One issue in this work is propriety, both formal and social. The girl in the photos, who is Horn's niece, reveals herself without inhibition; while altogether chaste (in contrast to the abundant sexy-young-girl photography lately shown in New York), the imagery has the emotional intimacy suggested by the informality of the title. This is Me, This is You relies, both verbally and visually, on the semantic promiscuity of pronouns, grammatical shifters which Horn tosses around as if they were dice. The questions the title deliberately begs--who is speaking and who is spoken of?--are repeated by the perceptual wobble in which viewers are caught. Sent shuttling from one set of pictures to the other, the audience searches in vain for a fixed subject.

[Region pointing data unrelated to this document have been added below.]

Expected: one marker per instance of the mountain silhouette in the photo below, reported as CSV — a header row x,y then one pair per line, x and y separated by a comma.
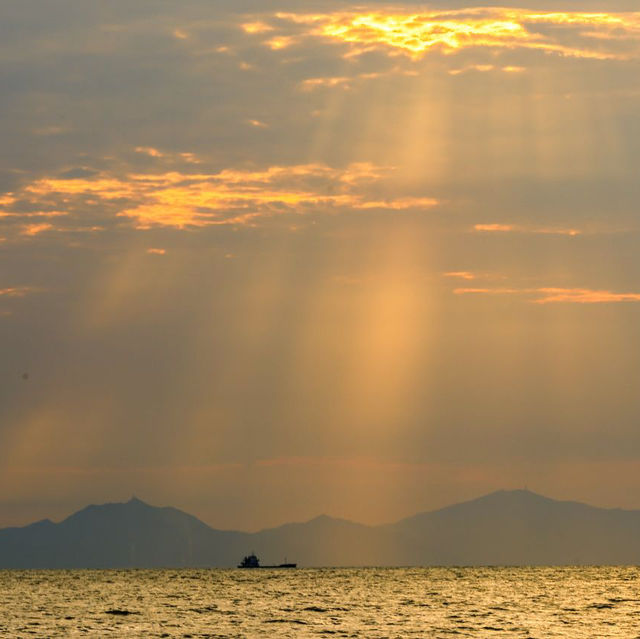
x,y
504,528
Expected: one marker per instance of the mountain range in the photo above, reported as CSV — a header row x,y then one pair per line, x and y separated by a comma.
x,y
503,528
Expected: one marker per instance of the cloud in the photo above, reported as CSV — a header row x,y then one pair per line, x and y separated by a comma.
x,y
463,275
601,36
513,228
15,291
181,199
551,295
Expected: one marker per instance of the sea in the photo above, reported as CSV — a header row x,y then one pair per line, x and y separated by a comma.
x,y
380,603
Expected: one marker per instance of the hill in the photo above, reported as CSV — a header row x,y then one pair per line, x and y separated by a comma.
x,y
503,528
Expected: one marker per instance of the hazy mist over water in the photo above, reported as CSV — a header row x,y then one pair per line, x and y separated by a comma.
x,y
431,602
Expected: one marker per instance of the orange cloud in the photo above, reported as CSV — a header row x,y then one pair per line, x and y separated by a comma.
x,y
232,196
463,275
16,291
512,228
557,295
418,34
36,229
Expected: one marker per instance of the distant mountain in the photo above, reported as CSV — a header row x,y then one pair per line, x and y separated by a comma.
x,y
503,528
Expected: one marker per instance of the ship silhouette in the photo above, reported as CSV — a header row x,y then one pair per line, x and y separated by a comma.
x,y
252,561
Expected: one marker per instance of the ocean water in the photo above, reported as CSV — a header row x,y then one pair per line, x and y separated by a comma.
x,y
431,602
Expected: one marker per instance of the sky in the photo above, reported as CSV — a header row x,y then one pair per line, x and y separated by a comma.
x,y
262,260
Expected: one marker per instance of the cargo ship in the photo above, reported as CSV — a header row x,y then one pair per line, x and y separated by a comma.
x,y
251,561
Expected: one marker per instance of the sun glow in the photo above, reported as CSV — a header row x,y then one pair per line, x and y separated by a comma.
x,y
418,34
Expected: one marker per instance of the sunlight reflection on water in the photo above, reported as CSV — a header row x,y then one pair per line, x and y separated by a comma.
x,y
431,602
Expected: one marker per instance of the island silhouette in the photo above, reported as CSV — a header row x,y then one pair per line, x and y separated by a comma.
x,y
503,528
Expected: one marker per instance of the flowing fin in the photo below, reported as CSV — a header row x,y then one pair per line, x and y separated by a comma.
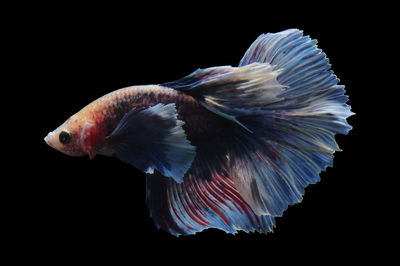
x,y
153,138
287,98
199,203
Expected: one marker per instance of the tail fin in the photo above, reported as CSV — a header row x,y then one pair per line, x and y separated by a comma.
x,y
287,98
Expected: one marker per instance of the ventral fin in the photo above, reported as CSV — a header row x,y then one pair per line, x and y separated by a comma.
x,y
153,138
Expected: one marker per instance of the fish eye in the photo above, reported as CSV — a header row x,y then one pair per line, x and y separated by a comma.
x,y
65,137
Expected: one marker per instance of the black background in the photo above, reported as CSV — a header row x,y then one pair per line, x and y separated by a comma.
x,y
72,55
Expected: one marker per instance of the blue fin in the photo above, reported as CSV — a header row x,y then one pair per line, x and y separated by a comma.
x,y
153,138
287,98
232,91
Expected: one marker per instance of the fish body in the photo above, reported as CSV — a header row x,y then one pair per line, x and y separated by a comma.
x,y
224,147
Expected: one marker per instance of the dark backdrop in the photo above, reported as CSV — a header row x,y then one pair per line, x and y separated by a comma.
x,y
73,56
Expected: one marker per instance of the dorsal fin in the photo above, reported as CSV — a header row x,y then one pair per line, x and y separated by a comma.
x,y
153,138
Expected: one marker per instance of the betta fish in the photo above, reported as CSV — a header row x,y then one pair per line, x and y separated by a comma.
x,y
224,147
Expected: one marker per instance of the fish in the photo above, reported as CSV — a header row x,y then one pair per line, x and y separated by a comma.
x,y
225,147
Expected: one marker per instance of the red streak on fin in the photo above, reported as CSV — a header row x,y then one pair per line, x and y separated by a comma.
x,y
89,138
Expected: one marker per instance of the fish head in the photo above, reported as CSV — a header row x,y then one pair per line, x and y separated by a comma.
x,y
67,137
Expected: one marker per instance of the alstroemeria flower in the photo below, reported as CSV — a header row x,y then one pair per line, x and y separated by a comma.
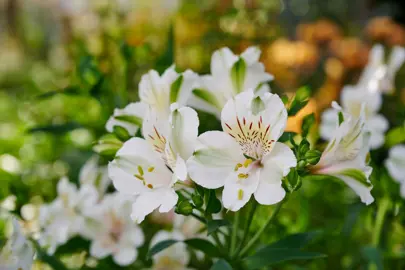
x,y
129,118
245,158
379,76
345,156
63,218
150,167
353,98
230,75
95,175
175,257
396,166
18,252
159,92
115,233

If the changeability of a young girl's face appeals to Horn, she has also explored fluidity in another, more elemental form in several extended series of photographs of natural and artificial bodies of water. Especially in a freely flowing river, water proverbially lacks self-identity (that is, you can never step into the same stream twice). Its almost infinitely variable character is explored in Some Thames (2000), an 80-image sequence of photographs of which 32 were included in the first installment of Horn's Dia show. (3) All represent the same short stretch of the river and are tightly framed, excluding anything not aqueous (there is neither shoreline nor horizon, and no boats, bridges or people). But visual information abounds. Horn finds a stunning variety of texture in the Thames, which sometimes assumes the aspect of polished stone--granite, obsidian--and under other conditions looks like beaten brass or zinc. It is shown pitted and pocked by rain, churned by currents, oiled by indeterminate spillage and flecked with foam and debris. All the things you can do to paint with a brush, or to stone with a carving tool, seem exemplified in these images: the water is swirled and troweled, etched, chiseled and gouged. Color ranges just as broadly, from steely blue-gray to pure cobalt to pale milky blue, from grayish green to amber, from lavender to black.
Horn would like to install the full set of 80 photographs (which have never been shown together) in a continuous sequence throughout a single building, with the water images flowing uninterruptedly between public and private spaces. It would be a model, Horn says, of a kind of "lateral monumentality," a term that relates to public-art practices by others of her generation: Tom Otterness and his peers in the early-'80s collective Colab used similar words to describe the penetration of public space by inexpensive, widely distributed objects and images. The strategy was taken a step further by the late Felix Gonzalez-Torres, with the stacks of offset photos or printed texts he designed to give away for free. Horn, who was a good friend of Gonzalez-Torres, says he would never have embraced her phrase, and, indeed, in her usage it has a meaning distinctly different from his and Otterness's. Rather than describing a pattern of public distribution, it suggests a bid for space and attention that is as incrementally, insidiously aggressive as the action of water on rock.